Religious restrictions tighten ahead of new regulations

Wednesday, November 9, 2016

As religious regulations tighten,
Christians find themselves increasingly
at odds with authorities.
(Photo: China Aid)
China Aid
Translated by Carolyn Song.

(Wenzhou, Zhejiang—Nov. 9, 2016) In preparation for the implementation of revisions to the Regulations on Religious Affairs, local districts across China have begun to strengthen their control and management of religious activities.

According to the Ethnic and Religious Affairs Committee of Zhejiang Province’s website, the Lucheng district of Wenzhou plans to build a grid system to regulate religious affairs. The system, which will consist of 111 large grids, will be monitored by more than 1,500 liaison officers from the religious affairs bureau. Each village will be surveilled.

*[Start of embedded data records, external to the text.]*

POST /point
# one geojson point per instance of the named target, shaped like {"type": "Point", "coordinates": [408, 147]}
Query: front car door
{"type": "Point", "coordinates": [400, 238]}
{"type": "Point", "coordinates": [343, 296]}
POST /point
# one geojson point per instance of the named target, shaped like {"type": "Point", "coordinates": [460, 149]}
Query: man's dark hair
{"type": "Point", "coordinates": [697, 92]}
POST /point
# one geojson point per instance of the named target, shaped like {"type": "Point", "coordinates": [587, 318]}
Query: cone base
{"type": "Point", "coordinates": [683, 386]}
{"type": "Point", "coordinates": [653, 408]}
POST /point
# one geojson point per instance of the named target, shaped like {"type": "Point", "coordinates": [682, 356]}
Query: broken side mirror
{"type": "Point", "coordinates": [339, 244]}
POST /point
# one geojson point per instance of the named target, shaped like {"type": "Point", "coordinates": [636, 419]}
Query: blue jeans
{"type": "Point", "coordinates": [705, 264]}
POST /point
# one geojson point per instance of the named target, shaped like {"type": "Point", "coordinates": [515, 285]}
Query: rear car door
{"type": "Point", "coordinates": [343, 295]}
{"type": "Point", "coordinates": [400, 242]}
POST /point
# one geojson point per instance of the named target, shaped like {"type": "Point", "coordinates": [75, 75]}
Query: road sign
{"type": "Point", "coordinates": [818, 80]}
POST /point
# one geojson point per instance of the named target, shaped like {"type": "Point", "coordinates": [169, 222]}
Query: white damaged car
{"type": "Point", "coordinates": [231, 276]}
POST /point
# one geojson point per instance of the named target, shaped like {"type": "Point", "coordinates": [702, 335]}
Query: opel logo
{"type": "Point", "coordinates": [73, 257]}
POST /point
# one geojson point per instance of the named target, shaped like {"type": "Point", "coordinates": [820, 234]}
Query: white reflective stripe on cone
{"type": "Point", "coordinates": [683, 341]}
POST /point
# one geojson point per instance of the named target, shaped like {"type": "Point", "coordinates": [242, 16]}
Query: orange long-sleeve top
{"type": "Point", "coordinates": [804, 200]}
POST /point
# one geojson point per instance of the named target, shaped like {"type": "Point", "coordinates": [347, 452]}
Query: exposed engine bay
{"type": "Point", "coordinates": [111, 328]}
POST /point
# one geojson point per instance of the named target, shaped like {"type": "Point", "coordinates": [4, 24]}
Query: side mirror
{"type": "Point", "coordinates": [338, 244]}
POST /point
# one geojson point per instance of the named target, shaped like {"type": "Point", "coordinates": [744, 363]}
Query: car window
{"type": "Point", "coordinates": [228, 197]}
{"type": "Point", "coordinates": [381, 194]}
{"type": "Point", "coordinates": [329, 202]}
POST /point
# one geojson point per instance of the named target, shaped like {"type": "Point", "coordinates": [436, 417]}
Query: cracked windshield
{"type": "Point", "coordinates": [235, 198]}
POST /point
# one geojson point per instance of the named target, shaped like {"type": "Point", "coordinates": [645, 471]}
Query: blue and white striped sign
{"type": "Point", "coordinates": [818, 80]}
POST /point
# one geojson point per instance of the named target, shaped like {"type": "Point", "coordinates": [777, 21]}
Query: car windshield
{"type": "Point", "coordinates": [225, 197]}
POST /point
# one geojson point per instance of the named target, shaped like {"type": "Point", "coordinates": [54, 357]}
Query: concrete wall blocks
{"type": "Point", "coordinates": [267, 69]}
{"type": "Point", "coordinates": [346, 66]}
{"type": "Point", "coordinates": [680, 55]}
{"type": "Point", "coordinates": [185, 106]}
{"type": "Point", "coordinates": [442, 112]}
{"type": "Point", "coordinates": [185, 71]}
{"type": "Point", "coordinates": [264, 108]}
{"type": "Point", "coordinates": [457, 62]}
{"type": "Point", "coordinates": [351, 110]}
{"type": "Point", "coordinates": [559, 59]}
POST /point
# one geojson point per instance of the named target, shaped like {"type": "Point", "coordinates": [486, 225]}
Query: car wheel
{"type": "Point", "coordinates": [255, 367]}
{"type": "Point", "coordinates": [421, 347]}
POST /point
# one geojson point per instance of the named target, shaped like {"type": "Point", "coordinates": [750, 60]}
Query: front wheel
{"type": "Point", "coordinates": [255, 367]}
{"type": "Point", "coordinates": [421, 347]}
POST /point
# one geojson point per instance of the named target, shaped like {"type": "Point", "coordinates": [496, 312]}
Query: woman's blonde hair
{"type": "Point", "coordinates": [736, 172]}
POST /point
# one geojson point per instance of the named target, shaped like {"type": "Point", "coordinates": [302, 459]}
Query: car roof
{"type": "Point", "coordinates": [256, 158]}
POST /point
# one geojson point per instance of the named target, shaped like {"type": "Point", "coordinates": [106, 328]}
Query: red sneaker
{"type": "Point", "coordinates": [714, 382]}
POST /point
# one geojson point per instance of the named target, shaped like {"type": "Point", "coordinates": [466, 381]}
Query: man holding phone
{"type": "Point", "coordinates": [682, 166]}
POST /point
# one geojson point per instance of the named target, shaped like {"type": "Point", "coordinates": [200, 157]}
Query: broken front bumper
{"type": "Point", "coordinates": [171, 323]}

Lucheng also implemented the Five Entries and Five Transformations movement, which aims to force churches to conform with the Communist Party’s stipulations. This year, 343 state-run newspapers containing the Party’s religious policies and regulations will be sent to religious institutions in the district.  The material will include lectures on the theme of "concentrically building the Chinese dream" and will consist of 32 sessions, educating more than 4,314 people.

Several locations have also established 10 sites to strengthen the Communist Party‘s organization and leadership in religious work. Recently, a local government branch found what they consider to be a serious problem in rural areas: the elderly take children to church. In response, the authorities in Yangyi, Tengqiao, Shanfu, and other towns have begun establishing community cultural centers, cultural auditoriums, and activities such as "Happy Sunday" and "Childish Mind School" to attract children on the weekends, thus eliminating the problem of them attending church.

These changes come in advance of a set of proposed changes to China’s Regulations on Religious Affairs, which are scheduled to take effect next year. The proposals, which prohibit “organizing religious activities in unapproved religious sites” and “preaching, organizing religious activities, and establishing religious institutions or religious sites at schools,” are designed to limit the freedom of Christians to practice and share their faith.

China Aid reports on abuses, such as those suffered by Christians under tightening restrictions, in order to stand in solidarity with the persecuted church and promote religious freedom in China.